Model.weight ordering question

Hello, I would like to ask about how model.weight is ordered. The reason why I’m asking is because when I print out the weight and gradient, it seems like one neuron does not get updated. Is the last row corresponds to the last neuron? Or is the order reversed, which the last row corresponds to the first neuron of the decoder.
Note that my decoder layer is in_dim * 30

print("grad",self.model.decoder.weight.grad)
print("grad",self.model.decoder.weight)

Thanks!

I’m not sure how you are defining “first”, but here is an example showing how a linear layer’s weight is used to create the output:

lin = nn.Linear(2, 3, bias=False)
with torch.no_grad():
    weight = torch.arange(2*3).float().view(3, 2)
    lin.weight.copy_(weight)

print(lin.weight)
# > Parameter containing:
#   tensor([[0., 1.],
#           [2., 3.],
#           [4., 5.]], requires_grad=True)

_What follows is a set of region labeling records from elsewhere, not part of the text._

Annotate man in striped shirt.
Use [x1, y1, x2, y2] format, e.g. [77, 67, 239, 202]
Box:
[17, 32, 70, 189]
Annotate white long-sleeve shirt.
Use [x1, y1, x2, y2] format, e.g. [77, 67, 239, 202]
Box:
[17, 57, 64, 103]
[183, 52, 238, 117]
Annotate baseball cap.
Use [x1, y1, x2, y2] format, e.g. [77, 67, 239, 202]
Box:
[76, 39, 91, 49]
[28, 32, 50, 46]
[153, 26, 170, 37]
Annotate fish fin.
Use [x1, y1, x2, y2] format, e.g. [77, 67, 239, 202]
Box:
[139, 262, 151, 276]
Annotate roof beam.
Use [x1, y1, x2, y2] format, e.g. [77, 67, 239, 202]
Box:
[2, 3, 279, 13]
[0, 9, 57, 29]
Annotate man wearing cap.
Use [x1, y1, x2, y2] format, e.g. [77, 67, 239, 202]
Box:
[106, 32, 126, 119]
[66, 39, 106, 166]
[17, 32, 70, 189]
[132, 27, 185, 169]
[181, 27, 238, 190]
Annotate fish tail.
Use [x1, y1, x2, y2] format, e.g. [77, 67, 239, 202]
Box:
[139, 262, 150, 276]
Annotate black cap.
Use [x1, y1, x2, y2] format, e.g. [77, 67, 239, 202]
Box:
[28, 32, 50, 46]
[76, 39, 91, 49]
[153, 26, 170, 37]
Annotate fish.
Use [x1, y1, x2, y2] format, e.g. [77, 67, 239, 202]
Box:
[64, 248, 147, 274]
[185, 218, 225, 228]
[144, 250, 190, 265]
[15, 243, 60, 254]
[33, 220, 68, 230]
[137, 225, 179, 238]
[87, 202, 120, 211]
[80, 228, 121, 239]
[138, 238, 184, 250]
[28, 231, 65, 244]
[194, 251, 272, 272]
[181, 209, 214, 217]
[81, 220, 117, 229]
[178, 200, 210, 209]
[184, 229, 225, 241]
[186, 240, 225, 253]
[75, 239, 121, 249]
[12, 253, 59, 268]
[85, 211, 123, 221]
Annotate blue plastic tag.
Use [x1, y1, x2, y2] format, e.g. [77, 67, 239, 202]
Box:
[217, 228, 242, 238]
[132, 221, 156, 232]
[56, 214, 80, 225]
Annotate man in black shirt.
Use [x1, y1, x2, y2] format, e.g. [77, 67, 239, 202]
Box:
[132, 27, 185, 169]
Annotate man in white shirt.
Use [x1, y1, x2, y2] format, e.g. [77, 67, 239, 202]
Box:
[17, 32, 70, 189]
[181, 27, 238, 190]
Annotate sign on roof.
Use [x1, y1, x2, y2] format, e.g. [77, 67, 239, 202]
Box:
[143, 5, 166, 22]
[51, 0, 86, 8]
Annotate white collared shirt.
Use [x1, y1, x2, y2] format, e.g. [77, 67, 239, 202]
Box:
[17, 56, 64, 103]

x = torch.arange(1, 5).float().view(2, 2)
print(x)
# > tensor([[1., 2.],
#           [3., 4.]], requires_grad=True)    

out = lin(x)
print(out)
# > tensor([[ 2.,  8., 14.],
#           [ 4., 18., 32.]], grad_fn=<MmBackward0>)

# corresponds to
# [[(1*0 + 2*1)=2, (1*2 + 2*3)=8, (1*4 + 2*5)=14],
#  [(3*0 + 4*1)=4, (3*2 + 4*3)=18, (3*4 + 4*5)=32]
1 Like

Thank u for ur reply!